His comments come after Fairfax Media reported that Joe Hockey is offering privileged access to a select group of business people and industry lobbyists in return for tens of thousands of dollars in donations to the Liberal Party via a secretive fund-raising body.
This comes as the Independent Commission Against Corruption probes Liberal fund-raising bodies such as the Millenium Fund and questioning their influence on political favours in NSW.
The donors are members of the North Sydney Forum, a campaign fundraising body run by Mr Hockey's North Sydney Federal Electoral Conference (FEC). In return for annual fees of up to $22,000, members are rewarded with "VIP" meetings with Mr Hockey, often in private boardrooms.

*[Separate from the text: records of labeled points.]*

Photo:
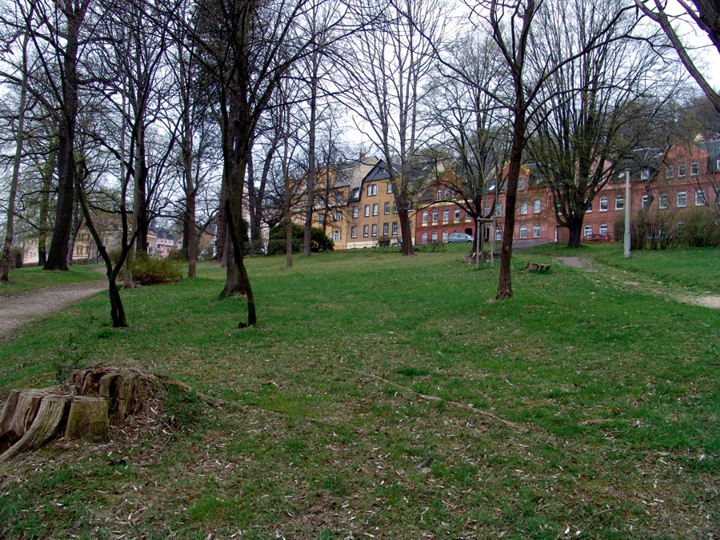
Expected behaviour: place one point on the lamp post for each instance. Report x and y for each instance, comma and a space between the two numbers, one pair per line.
628, 236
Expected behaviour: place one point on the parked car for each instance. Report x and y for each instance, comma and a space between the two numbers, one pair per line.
604, 237
460, 238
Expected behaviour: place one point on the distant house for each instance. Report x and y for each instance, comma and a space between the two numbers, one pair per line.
166, 243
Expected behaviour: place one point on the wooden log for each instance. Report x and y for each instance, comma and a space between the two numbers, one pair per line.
88, 420
48, 421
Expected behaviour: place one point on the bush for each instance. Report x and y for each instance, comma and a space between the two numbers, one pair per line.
149, 271
319, 241
700, 229
176, 255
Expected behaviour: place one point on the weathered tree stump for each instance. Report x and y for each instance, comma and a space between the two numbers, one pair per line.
80, 409
88, 420
44, 427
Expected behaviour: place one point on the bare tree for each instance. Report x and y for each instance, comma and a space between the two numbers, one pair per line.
475, 129
388, 75
587, 103
245, 50
703, 13
25, 18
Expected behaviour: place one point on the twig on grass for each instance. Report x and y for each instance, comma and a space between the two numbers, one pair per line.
513, 425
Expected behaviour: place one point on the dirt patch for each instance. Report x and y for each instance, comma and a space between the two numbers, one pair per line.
573, 262
644, 284
17, 311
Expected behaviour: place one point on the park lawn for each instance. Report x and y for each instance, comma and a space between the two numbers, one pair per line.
32, 278
578, 408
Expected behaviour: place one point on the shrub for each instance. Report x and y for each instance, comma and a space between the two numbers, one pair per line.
699, 229
176, 255
319, 241
149, 271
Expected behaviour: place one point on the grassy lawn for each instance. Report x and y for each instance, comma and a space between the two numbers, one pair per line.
576, 409
34, 277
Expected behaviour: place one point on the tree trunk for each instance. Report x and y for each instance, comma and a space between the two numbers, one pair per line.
505, 281
310, 203
66, 147
57, 256
9, 227
575, 229
405, 225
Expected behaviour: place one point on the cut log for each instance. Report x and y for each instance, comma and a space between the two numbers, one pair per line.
47, 423
88, 420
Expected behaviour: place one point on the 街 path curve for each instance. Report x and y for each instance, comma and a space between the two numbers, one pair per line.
639, 282
17, 311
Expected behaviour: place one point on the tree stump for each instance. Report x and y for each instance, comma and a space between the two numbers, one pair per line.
45, 425
80, 409
88, 420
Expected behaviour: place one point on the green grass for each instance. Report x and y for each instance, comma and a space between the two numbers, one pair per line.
34, 277
578, 405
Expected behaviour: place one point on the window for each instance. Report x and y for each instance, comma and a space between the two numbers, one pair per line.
682, 199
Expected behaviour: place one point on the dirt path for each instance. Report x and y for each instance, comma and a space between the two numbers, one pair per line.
634, 281
17, 311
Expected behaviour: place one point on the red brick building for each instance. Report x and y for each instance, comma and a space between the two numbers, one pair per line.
678, 180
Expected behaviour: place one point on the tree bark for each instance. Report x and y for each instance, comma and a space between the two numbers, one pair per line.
74, 15
10, 224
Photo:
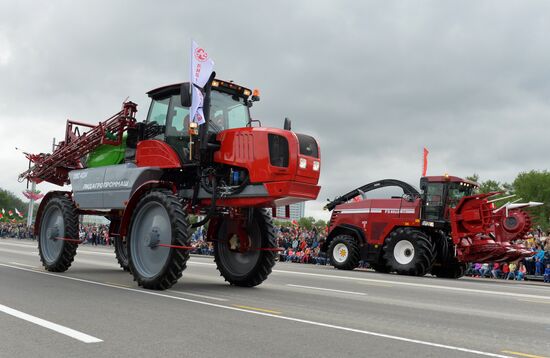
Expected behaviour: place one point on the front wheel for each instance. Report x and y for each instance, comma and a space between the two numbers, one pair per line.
59, 221
409, 251
456, 270
158, 220
344, 252
249, 267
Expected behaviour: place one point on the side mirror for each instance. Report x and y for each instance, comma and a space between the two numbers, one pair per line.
287, 125
185, 94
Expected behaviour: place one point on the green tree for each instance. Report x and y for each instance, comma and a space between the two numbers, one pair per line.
306, 222
535, 186
9, 201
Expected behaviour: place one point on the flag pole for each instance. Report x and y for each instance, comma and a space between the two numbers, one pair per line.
31, 206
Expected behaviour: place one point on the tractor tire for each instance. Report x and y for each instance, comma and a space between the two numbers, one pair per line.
344, 252
452, 271
250, 268
409, 251
121, 252
157, 219
59, 220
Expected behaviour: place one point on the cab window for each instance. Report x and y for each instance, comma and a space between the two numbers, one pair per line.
158, 111
178, 118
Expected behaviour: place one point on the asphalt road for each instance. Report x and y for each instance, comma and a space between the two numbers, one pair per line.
96, 310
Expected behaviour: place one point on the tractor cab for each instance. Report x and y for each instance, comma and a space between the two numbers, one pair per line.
168, 120
442, 193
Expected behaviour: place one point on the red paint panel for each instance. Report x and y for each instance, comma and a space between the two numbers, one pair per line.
155, 153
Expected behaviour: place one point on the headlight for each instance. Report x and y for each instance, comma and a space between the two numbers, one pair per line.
316, 165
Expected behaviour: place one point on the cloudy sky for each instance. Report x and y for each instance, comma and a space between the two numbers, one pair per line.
373, 81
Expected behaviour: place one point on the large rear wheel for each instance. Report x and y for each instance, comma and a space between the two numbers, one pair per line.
121, 249
408, 251
344, 252
58, 221
249, 267
121, 252
158, 219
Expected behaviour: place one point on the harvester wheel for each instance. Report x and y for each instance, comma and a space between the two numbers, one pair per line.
344, 252
59, 221
251, 267
121, 252
451, 271
158, 219
409, 252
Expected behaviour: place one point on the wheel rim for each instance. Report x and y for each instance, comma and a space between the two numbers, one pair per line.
52, 228
340, 253
237, 263
403, 252
151, 227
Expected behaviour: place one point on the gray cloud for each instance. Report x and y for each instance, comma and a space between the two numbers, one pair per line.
374, 81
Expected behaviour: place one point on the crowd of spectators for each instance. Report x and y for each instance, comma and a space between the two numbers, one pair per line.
301, 245
536, 265
95, 234
16, 231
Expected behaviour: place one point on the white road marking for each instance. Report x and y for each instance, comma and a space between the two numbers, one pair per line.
31, 244
421, 285
328, 289
197, 295
201, 263
20, 264
83, 337
286, 318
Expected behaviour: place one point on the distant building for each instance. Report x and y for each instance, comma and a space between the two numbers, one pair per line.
94, 220
297, 211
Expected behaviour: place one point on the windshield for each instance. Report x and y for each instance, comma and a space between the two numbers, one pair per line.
457, 192
227, 111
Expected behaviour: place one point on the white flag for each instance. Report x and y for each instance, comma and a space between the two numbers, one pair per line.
201, 69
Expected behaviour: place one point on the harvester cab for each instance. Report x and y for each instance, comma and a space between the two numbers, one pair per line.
442, 193
437, 230
168, 116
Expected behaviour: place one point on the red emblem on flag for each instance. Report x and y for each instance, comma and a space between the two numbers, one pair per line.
200, 54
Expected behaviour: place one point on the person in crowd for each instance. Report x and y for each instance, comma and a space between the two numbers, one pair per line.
547, 273
505, 270
496, 271
512, 273
485, 270
538, 267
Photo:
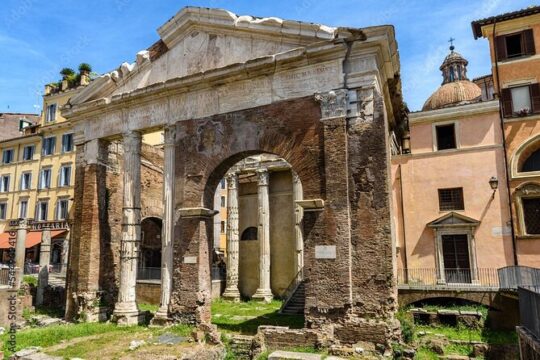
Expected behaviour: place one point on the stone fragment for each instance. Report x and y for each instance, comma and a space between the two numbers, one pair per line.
289, 355
169, 339
135, 344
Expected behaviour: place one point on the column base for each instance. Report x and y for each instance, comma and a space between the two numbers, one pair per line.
263, 295
161, 319
231, 294
128, 314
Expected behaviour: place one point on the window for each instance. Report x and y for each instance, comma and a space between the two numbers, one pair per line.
515, 45
446, 136
249, 234
67, 143
42, 209
62, 209
4, 183
23, 209
65, 176
521, 100
532, 163
48, 146
7, 156
26, 181
51, 113
28, 152
451, 199
531, 215
456, 258
45, 179
3, 211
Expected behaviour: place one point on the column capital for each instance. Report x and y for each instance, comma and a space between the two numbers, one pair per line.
232, 180
263, 177
131, 141
169, 135
333, 103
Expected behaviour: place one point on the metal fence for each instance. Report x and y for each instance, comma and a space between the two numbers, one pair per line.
147, 273
512, 277
529, 308
451, 277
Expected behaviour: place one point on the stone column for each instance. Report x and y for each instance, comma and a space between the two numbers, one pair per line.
20, 250
44, 261
162, 315
231, 290
264, 292
126, 311
298, 232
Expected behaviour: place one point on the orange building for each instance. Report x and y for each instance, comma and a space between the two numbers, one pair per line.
514, 40
453, 218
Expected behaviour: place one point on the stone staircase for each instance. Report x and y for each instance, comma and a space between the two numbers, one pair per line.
296, 303
241, 347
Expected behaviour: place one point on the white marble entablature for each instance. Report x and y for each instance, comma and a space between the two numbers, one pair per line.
149, 94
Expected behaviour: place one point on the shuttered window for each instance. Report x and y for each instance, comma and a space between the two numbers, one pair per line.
515, 45
514, 100
451, 199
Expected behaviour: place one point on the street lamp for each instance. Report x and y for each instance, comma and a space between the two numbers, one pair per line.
494, 183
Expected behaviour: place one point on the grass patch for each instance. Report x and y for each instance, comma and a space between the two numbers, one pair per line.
149, 307
30, 280
246, 317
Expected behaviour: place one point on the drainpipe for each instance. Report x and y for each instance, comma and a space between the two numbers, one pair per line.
501, 118
403, 227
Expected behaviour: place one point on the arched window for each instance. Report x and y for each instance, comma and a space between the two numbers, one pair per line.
249, 234
532, 163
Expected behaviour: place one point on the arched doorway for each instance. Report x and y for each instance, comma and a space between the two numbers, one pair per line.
259, 198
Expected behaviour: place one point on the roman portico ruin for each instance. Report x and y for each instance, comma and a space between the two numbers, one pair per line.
224, 87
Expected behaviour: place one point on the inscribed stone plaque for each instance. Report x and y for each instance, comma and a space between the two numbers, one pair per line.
325, 252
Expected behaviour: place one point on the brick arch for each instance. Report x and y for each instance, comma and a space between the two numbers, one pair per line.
214, 144
479, 297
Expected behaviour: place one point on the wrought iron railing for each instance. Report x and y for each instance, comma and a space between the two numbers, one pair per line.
422, 277
529, 308
512, 277
148, 273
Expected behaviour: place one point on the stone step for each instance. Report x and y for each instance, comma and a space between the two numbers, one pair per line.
290, 355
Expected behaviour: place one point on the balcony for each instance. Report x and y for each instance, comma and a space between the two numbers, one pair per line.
453, 279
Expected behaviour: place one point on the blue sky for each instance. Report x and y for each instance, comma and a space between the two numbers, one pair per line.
39, 37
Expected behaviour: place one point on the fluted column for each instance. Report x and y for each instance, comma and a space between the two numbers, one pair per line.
126, 311
20, 250
264, 292
231, 290
298, 232
168, 224
44, 261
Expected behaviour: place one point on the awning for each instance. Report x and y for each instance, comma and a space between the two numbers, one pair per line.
32, 238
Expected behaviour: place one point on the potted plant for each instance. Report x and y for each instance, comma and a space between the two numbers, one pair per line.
66, 73
85, 68
523, 112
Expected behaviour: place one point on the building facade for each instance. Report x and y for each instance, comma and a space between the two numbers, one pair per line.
256, 86
453, 226
514, 40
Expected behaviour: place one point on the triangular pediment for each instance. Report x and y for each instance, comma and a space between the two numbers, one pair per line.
197, 40
453, 219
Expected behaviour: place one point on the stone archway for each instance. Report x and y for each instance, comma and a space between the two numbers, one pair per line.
326, 100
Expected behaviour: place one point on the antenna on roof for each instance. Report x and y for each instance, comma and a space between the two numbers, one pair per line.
451, 41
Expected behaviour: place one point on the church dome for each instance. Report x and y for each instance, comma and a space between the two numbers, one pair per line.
452, 94
456, 88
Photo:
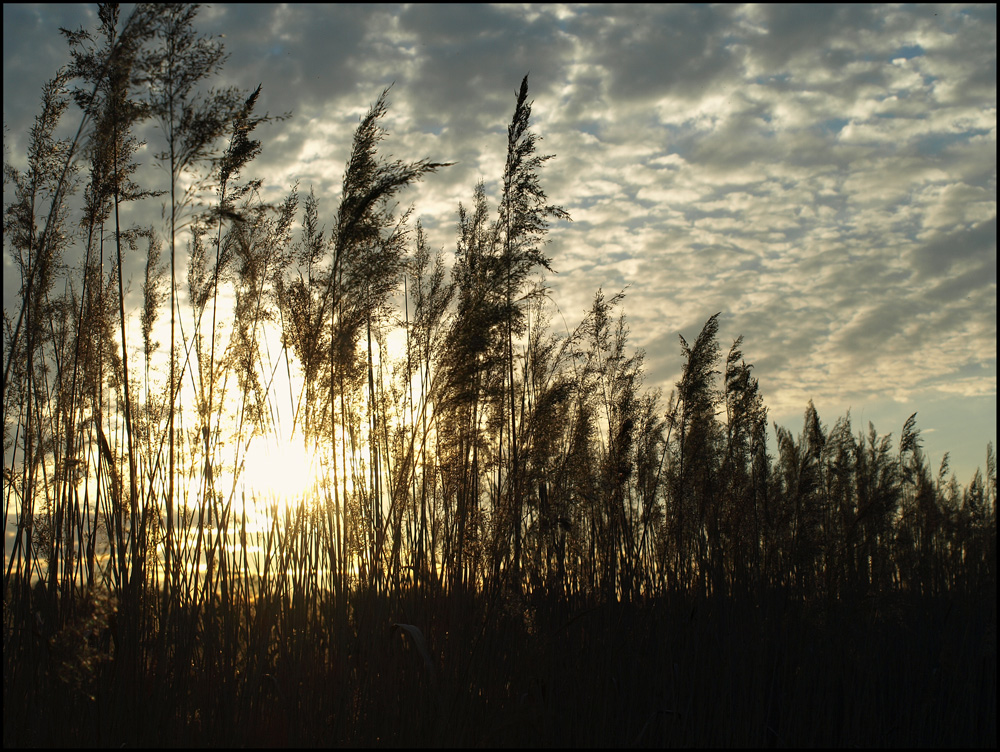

The North Sydney FEC officials who run the forum – which is an incorporated entity of the Liberal Party – say its membership lists and therefore the identities of its donors are "confidential". Mr Hockey also says details of who he is meeting and what is discussed are confidential.
On Monday, Mr Abbott was asked if he was comfortable with Mr Hockey's fund-raising activities during an interview with Channel Nine.
Mr Abbott responded by saying that he had not read the Fairfax Media report but that "all political parties have to raise money".
"Typically, you raise money by having events where senior members of the party go and obviously they meet people at these events," he said.
"The alternative to fund-raising in this time-honoured way, is taxpayer funding."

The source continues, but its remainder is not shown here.